Streamlined Reporting and Evaluation

To facilitate a smooth transition, reporting from companies to the state-owned export entity will be managed through the Directorate General of Customs and Excise (DJBC) of the Ministry of Finance. The government plans to conduct an evaluation after the first three months of this period, which will then serve as the foundation for the next stages of implementation.

This transition phase is designed to provide businesses and relevant stakeholders with sufficient time to adjust their internal processes, ensuring that the shift to the new export regime is both seamless and orderly.

Overview of the Transition Flow

According to the guidelines provided by Minister Airlangga, the transition will follow a structured approach:

Phase I: Transition Period (June 1, 2026 – December 31, 2026)

– Throughout the initial three months, exports will be monitored strictly through the designated SOE. Existing exporters will continue their operations as normal, with the mandatory requirement to submit reports electronically via the DJBC export service system.

– All export documents, including the Export Declaration (PEB), customs documentation, and transaction records, will remain in the name of the individual companies.

– Companies retain the responsibility for accessing the CEISA system and reporting natural resource export earnings (DHE SDA) via the SIMODIS system, ensuring all data is relayed to the state-owned export entity.

– Compliance with licensing requirements (Lartas) and payment obligations, such as export duties and non-tax state revenue (PNBP), remains the responsibility of the companies, with corresponding reports submitted to the SOE.

– An evaluation will be conducted after the first three months of implementation to determine the readiness for the next stage, which may involve a “QQ” (Quality/Quantity) scheme where documents are processed under the name “Company QQ PT Danantara Sumberdaya Indonesia.”

Phase II: Full Implementation (Starting January 1, 2027)

Once the transition concludes, the export process will enter Phase II. From January 1, 2027, the entirety of the export process—ranging from commercial transactions and contracts to customs clearance, logistics, and payments—will be fully executed by PT Danantara Sumberdaya Indonesia.

Editor’s Note: Understanding the implications of the negative primary balance in the State Budget (APBN).

Summary

The Indonesian government has introduced a transition period for the export of coal, ferroalloys, and crude palm oil, which begins on June 1, 2026. During this phase, which leads to full implementation on January 1, 2027, exporters must report their activities to the newly established state-owned enterprise, PT Danantara Sumberdaya Indonesia (DSI).

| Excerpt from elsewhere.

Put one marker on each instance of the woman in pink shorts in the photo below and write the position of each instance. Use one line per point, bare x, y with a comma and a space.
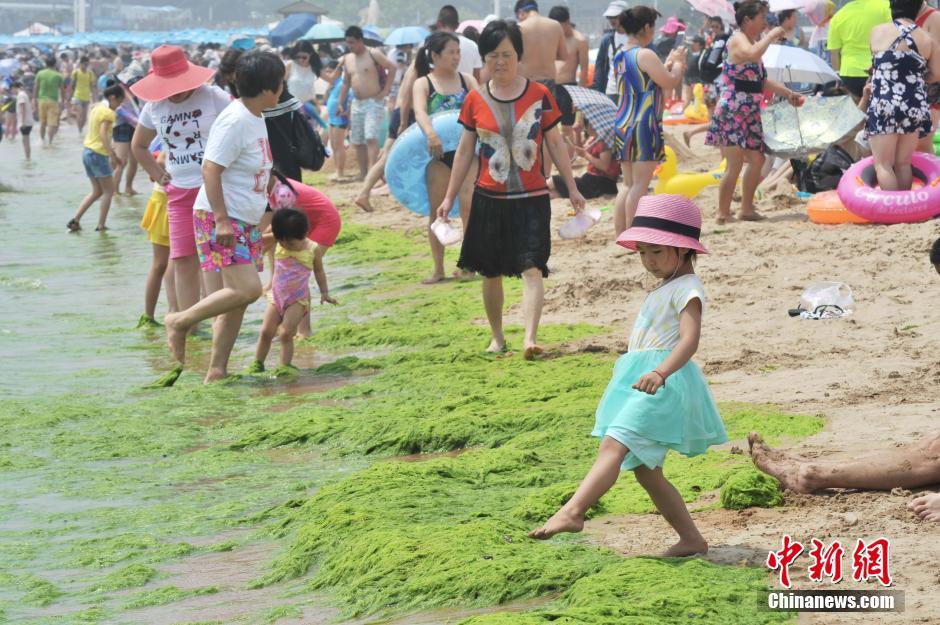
325, 224
181, 109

Export operations will continue under existing companies, with documentation managed through the Directorate General of Customs and Excise.

The government will conduct an evaluation after the initial three months to refine the process and prepare for potential shifts, including the use of a “QQ” scheme for documentation. Starting in 2027, PT DSI will take full control of all commercial transactions, logistics, and customs clearance for these commodities. This structured approach is intended to provide stakeholders sufficient time to align their internal processes with the new regulatory requirements.